Before the advent of widespread online searching, literature searches were frequently mediated by a librarian who would use a document of established relevance as a starting point. With end users doing their own searching, vendors have begun to provide an application that allows a user to find related articles by simply clicking a button. Several vendors offer such similarity functions. For this paper we are restricting our research to four major vendors available at our libraries—MEDLINE/PubMed, MEDLINE/OVID, MEDLINE/EBSCO and Google Scholar. These vendors name their functions differently (e.g. “Related articles” for PubMed and “Find similar” for OVID) but the underlying concept is the same. This study is a comparison of the relative effectiveness of these search features. Briefly, NLM's related article service harvests words from the title, abstract and MeSH fields to identify related articles. Term scores are calculated for both local and global weights. Local weight is calculated from how often the word appears within the citation in relation to the total number of words. Global weight is calculated from the number of different documents within the MEDLINE database that contain the word. Relatedness is pre-calculated daily. For more information about how Medline's related articles feature works, readers are directed to the NLM's PubMed helpdesk. (1) OVID, a private company, relies on a proprietary algorithm to identify related articles. The Ovid similarity feature uses words from the title field only. The algorithm uses terms from the UMLS thesaurus and other dictionaries to look for related concepts. There are no stop words. Relatedness is calculated on the fly and ranked on a scale of 1-5. EBSCO compares the major subjects of the article with other articles and selects those with keywords in the text that match those subjects. (2)

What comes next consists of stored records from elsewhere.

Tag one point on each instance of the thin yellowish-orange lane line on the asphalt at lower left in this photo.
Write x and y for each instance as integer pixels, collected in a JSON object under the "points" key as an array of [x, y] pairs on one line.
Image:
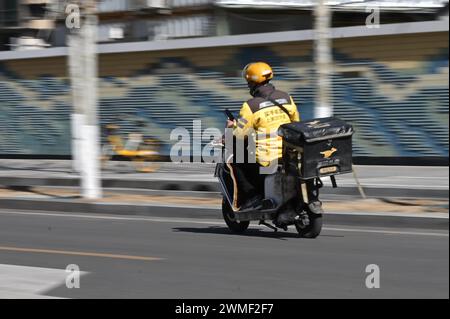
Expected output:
{"points": [[77, 253]]}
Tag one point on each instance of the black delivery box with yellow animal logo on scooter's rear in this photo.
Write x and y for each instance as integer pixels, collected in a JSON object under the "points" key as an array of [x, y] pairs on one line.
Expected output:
{"points": [[325, 145]]}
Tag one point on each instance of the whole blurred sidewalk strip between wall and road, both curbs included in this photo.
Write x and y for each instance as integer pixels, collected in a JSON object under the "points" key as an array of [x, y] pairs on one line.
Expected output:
{"points": [[398, 196]]}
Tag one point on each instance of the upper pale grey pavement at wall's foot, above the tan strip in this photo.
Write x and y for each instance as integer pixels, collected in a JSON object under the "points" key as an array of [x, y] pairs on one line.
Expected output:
{"points": [[377, 181]]}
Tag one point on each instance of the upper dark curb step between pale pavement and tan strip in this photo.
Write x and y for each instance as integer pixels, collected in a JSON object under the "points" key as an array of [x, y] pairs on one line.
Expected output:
{"points": [[213, 186]]}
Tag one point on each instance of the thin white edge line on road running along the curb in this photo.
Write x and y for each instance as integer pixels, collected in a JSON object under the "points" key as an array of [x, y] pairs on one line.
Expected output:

Researchers performed a comparison of related articles based on the following Medline portals: PubMed, OVID, EBSCO and Google Scholar. A pool of candidate articles was selected and entered into the four selected search portals. In order to be included in the pilot study, articles needed to have between 15 and 300 related articles identified by the search interface. (In instances in which more than 300 results were retrieved, the set was limited to the first 300 citations.) Furthermore, article retrieval was restricted to the period 1998-2008 and limited to documents in the English language. Our criteria for analysis were relevance and overlap. Researchers then recorded the lists of related articles and stored them in a bibliographic database for ease of manipulation. Relevance was established through expert review and mediation by a third participant should adjudication prove necessary. Once relevance judgments were completed we were able to compute precision and relative recall. The statistical test ANOVA determines which of the Finding Similar/Related Articles functions is the best based on these criteria. We also computed the overlap between the sets. Because calculation of recall traditionally depends on knowing all of the relevant documents in the repository, we calculated relative recall by dividing the number of relevant articles retrieved from one database by the total number of relevant articles retrieved. Overlap was computed for each record in our sample as the number of relevant items retrieved by both systems. Our overlap analysis, like our relevant recall denominator, depends on the assumption that any record retrieved by one system could have been retrieved by the other.